Boca do Inferno

O telefone tocou umas quantas vezes... deixei-o tocar... aproveitei para ouvir o meu toque, o “Little Sister” dos Queens of the Stone Age, enquanto respirava fundo, para falar calmamente com o Helder ao telefone, até que atendi... meio azeda e distante, entre um “Então tudo bem?” e uma conversa monossilábica, que pouco passou de “Sim” e “Não”, combinámos um encontro para mais tarde.
Hoje é o meu aniversário e ele não teve a decência de me ligar a dar os parabéns.
Esperei... no local combinado... esperei. Fumei um cigarro... e outro e outro, mas ele nessa noite não apareceu.
Estava eu, numa noite de lua cheia, completamente sozinha na Boca do Inferno.
Corria uma arajem bem fresca, que vinha do mar.
Só se ouvia o som das ondas a baterem nas rochas, com uma violência brutal.
Lembro-me que estava escuro, só se conseguiam ver os vultos das rochas esculpidas, que mais pareciam pessoas e uma cruz, no meio do nada.
Foi neste ambiente sinistro, que o Helder, me deixou à espera, sozinha.

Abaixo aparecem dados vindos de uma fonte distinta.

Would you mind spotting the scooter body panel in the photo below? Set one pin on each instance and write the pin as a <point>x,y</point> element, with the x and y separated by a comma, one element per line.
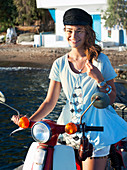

Esfreguei as mãos nos braços, numa tentativa de me aquecer, enquanto digeria, a tremenda falta de respeito, do meu querido.
Só me apetecia gritar, mas o local não me parecia propício. Fiquei quieta. Encostei-me ao muro e fiquei a olhar o reflexo da Lua no mar.
Pouco tempo depois, comecei a ouvir passos, mas estava tão escuro, que não conseguia ver nada. Olhei para todos os lados e cada vez ouvia mais e comecei a ver vultos.
Eu tremia de frio e de medo. Estava completamente aterrorizada e sem saber o que fazer.
Comecei a ver um grupo de pessoas com umas capas com capuzes pretas, a virem em direcção ao miradouro. Achei muito estranho e resolvi descer as escadas, apressadamente e ir mais para a frente, como estava mais escuro podia ser que não dessem por mim.
Sentei-me bem enroscada, tentado ficar o mais invisível possível. A minha respiração acelerada, estava completamente descontrolada. Tive de conter a respiração, durante alguns segundos, para que não me denunciasse.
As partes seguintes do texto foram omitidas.